Tentu, mereka juga masih menggunakan uangnya untuk membeli pakaian atau sepatu bermerek, tetapi hal itu dilakukan dengan penuh pertimbangan. Membeli pun lebih dilakukan karena nilai dan kualitasnya. "Mereka sangat menganggap berbelanja sebagai investasi, bukan pengeluran," tambahnya.

Perbedaan terbesar antara orang yang memiliki uang dan orang yang ingin punya uang adalah, bagaimana mereka membayar barang yang dibeli. Milyuner cenderung membeli secara tunai, tak peduli meski itu mobil, rumah, atau kapal pesiar. Hal ini mungkin sulit dilakukan oleh orang-orang yang masih menerima gaji rata-rata, tapi intinya sama: jangan berutang untuk membiayai gaya hidup Anda.

Mereka juga membuat perencanaan yang rapi, dan menghabiskan banyak waktu untuk itu. Banyak dari mereka yang menabung atau berinvestasi secara kompulsif, dan menganggap perjalanan menuju kekayaan itu jauh lebih menyenangkan daripada ketika mencapai tujuan tersebut.

Mereka sabar, dan bersedia berinvestasi untuk jangka panjang. Hal ini dilakukan karena mereka berusaha mandiri secara finansial. Ketika pensiun nanti, banyak dari mereka yang tahu persis berapa yang mereka butuhkan untuk melanjutkan hidup, untuk menyumbang, dan meninggalkan warisan.

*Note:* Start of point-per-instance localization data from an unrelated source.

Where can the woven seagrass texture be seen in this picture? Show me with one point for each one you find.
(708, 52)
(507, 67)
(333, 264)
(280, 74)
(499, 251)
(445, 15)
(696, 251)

Leslie Lassiter, direktur pelaksana JPMorgan Private Wealth Management, juga mengatakan, orang-orang kaya sangat mengerti berapa banyak likuidasi yang mereka butuhkan untuk menutup pengeluaran, dan memastikan mereka masih punya banyak uang tunai. "Seharusnya, itu juga dilakukan oleh rata-rata orang," katanya.